En disant ces mots, la Française se leva, et, fendant le groupe qui l’environnait, elle se retira à l’autre bout de la chambre : Ernest la suivit des yeux. Tout à coup elle lui fit signe de venir ; il s’approcha, et s’assit à côté d’elle.

« M. Maltravers, dit Valérie dont la voix avait une grande douceur, je ne vous ai pas encore exprimé tout le bonheur que j’ai ressenti de votre génie. Pendant l’absence, vous m’avez permis de causer avec vous ; vos livres ont été pour moi des amis bien chers. Comme nous allons bientôt nous séparer de nouveau, permettez-moi de vous dire cela franchement et sans flatterie ! »
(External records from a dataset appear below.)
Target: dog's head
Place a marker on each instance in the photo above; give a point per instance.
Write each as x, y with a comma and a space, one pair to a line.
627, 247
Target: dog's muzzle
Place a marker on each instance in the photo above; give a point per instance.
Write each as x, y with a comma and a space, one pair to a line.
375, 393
Ces mots préparèrent les voies à une conversation qui se rapprochait plus des frontières du passé que toutes celles qu’ils avaient eues ensemble jusque-là. Mais Ernest était sur ses gardes et Valérie épiait toutes ses paroles, tous ses regards, avec un intérêt qu’elle ne pouvait dissimuler : un intérêt qui tenait du désappointement.

« Il y a de l’entraînement à gravir une montagne, dit Valérie, quoiqu’il y ait de la fatigue, et quoique, arrivés au sommet, les nuages puissent nous voiler la perspective ; c’est un entraînement qui cause un plaisir universel ; il semble que ce soit le résultat d’un instinct naturel à l’homme, qui le pousse à s’élever, à sortir des ornières communes, du niveau ordinaire de la vie. C’est un plaisir de ce genre que doit vous faire éprouver l’ambition intellectuelle, dans laquelle l’esprit est comme un voyageur qui gravit la montagne.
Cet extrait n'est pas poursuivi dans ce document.